Pada dasarnya cara atau gaya mengajar setiap guru tidak dapat disamakan setiap gurumemiliki gaya
mengajar sendiri. Hanya yang perlu di garis bawahi sebagai Guru kita harus dapat menciptakan suasana
yang nyaman dan menyenangkan lepas dari tekanan dan rasa takut sehingga terjalin hubungan yang
positif antara guru dan murid di kelas sebagaimana filsofi pendidikan KHD bahwa guru itu ‘pamong’ yang
bertugas menuntun tumbuh dan berkembangnya kodrat anak agar memiliki nilai-nilai karakter yang
sesuai dengan dimensi pancasila. Jadi seperti apapun metode, model dan gaya belajar yang dilakukan
guru sepanjang kita memperhatikan hakikat pendidikan KHD maka itu sah saja. Tujuan kita sebagai
pendidik bukan untuk menjadikan anak pintar atau mengajar dengan gaya otoriter sehingga pencapaian
anak di kelas di dorong dari rasa takut akan hukuman, maka itu bukan sebuah prestasi. sebaliknya setiap
anak memiliki potensi dan karakteristiknya masing-masing prestasi tidak dilihat semata dari pencapaian
akademik tetapi juga non akademik atau budi pekerti yang baik. Atas dasar inilah semestinya Ibu Tati
dapat diberikan pemahaman mengenai nilai-nilai pendidikan KHD dan hakikat peran kita sebagai
pendidik agar menjadi teladan bagi murid-murid kita. Jika saya menjadi Kepala Sekolah menyikapi situasi
tersebut terkait dengan Bu Sri terhadap Bu tati yang menghukum siswanya dengan hukuman fisik
menjemur di tengah terik matahari karena tidak mengerjakan tugas maka sikap saya tidak jauh berbeda
dengan rekan saya yaitu melakukan pemanggilan kepada Bu Tati dengan tetap menjaga keamanan dari
pelapor yaitu Bu Sri. ini dilakukan untuk menjaga hubungan baik diantara mereka, setelah memanggil Bu
Tati maka saya akan berdiskusi mengenai solusi yang efektik yang mungkin dapat di lakukan Bu Tati
dalam menghadapi anak-anak tersebut, memberikan pandangan dan pemahaman mengenai
tindakannya yang kurang tepat yang diambil Bu Tati saat itu, kemudian merestitusi perbuatan beliau
dengan teknik coaching agar lahir kesadaran dari dalam diri Bu Tati untuk dapat bersikap lebih tenang
dan menyelesaikan persoalannya dengan kepala dingin. Bu Tati dapat memberikan hukuman yang
sifatnya edukatif bukan secara fisik sebab ada dampak jangka panjang yang dikhawatirkan terjadi
kepada anak seperti rasa trauma, malu bahkan dendam dari murid tersebut.

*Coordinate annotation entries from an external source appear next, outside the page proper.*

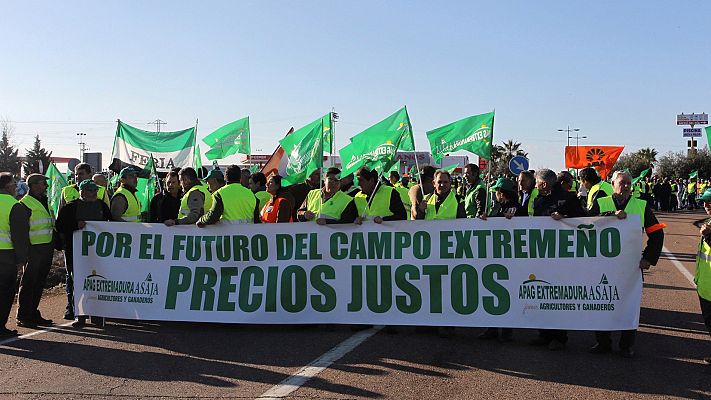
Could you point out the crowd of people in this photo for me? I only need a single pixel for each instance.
(29, 233)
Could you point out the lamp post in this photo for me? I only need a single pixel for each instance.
(568, 130)
(82, 145)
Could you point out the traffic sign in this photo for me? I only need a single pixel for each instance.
(518, 164)
(692, 132)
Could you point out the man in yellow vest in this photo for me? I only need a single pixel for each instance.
(527, 191)
(196, 199)
(702, 277)
(621, 203)
(328, 205)
(70, 193)
(377, 201)
(443, 203)
(258, 185)
(475, 194)
(232, 203)
(35, 272)
(125, 206)
(14, 246)
(596, 187)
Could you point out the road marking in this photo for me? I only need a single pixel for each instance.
(35, 333)
(679, 266)
(292, 383)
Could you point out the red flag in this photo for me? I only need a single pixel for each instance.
(276, 164)
(602, 158)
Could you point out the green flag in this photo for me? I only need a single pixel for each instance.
(304, 149)
(56, 183)
(146, 187)
(198, 160)
(450, 168)
(327, 133)
(377, 146)
(474, 134)
(230, 139)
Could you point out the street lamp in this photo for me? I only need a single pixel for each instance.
(568, 130)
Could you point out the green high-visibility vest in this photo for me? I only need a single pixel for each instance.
(41, 221)
(331, 208)
(238, 204)
(379, 206)
(133, 210)
(447, 210)
(600, 185)
(6, 204)
(634, 206)
(185, 209)
(263, 198)
(702, 278)
(533, 196)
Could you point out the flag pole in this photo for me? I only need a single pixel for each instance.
(488, 166)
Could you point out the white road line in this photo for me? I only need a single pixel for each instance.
(292, 383)
(679, 266)
(35, 333)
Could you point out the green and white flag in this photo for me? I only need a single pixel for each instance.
(450, 168)
(304, 149)
(56, 183)
(377, 146)
(133, 147)
(230, 139)
(473, 134)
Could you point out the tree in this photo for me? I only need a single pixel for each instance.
(9, 161)
(502, 154)
(37, 156)
(648, 155)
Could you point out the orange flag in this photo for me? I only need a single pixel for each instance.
(602, 158)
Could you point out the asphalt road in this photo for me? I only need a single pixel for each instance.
(132, 359)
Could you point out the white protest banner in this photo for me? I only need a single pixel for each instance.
(529, 272)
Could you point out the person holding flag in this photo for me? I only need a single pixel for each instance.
(125, 206)
(233, 203)
(195, 201)
(443, 203)
(70, 193)
(328, 205)
(620, 204)
(34, 273)
(376, 201)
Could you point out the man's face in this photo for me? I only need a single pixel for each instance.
(366, 185)
(88, 194)
(130, 180)
(39, 188)
(244, 179)
(100, 180)
(543, 186)
(172, 184)
(622, 185)
(442, 184)
(81, 174)
(469, 175)
(332, 184)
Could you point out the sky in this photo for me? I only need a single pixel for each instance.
(618, 71)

3.Tuliskan tanggapan Anda dan rekan Anda terhadap kasus Bapak Seto, beserta analisis Anda terhadap
kedua jawaban tersebut!

Tanggapan saya mengenai jawaban rekan saya pada dasarnya sama, jika ini dikaitkan dengan sikap
Kepala Sekolah terhadap kasus Bu Tati hanya saja ada sedikit perbedaan pendapat yang berhubungan
dengan gaya mengajar guru. Jika menurut teman saya, setiap guru memiliki gaya mengajarnya masing-
masing sekalipun dengan gaya mengajar bu Tati yang galak sepanjang tujuannya untuk mendisiplinkan
maka tidak apa-apa, untuk hal ini saya kurang setuju. Menurut saya disiplin disini tidak dimaksudkan
untuk memaksa anak berperilaku sesuai dengan kehendak kita sekalipun dengan cara-cara yang keras,
namun disiplin bagi saya harus lahir dari kesadaran diri/motivasi intrinsik (disiplin positif) dan ini dapat di
bentuk mulai dari menjadi guru sebagai figure teladan. Guru semestinya menjadi sosok yang
menyenangkan bagi murid, mendidik dengan hati jauh dari tekanan dan keterpaksaan. Adapun bentuk
dari keputusan yang harus diambil Kepala Sekolah ini berhubungan dengan paradigma dilema etika
jangka pendek melawan jangka panjang. Disini Bu Tati menganggap bahwa dengan bersikap keras dan
tegas kepada murid akan membentuk disiplin anak dalam belajar sehingga memiliki prestasi akademik
yang baik namun akan sangat bijaksana apabila Bu Tati mempertimbangkan dampak jangka panjang
yang mungkin dialami dari murid tersebut akibat tindakan tegasnya yang menghukum anak secara fisik
yaitu dapat menimbulkan rasa malu, rendah diri dan trauma. Maka dari itu sebaiknya Bu Tati tidak
mengambil keputusan dalam keadaan emosi dimana bu Tati dapat melakukan teknik restitusi kepada
murid tersebut agar ia dapat memperbaiki kesalahannnya dan memberikan hukuman yang sifatnya
mendidik. Untuk memberikan pemahaman ini diperlukan peran Kepala Sekolah dalam mensosialisasikan
Budaya Positif kepada guru dan seluruh warga sekolah.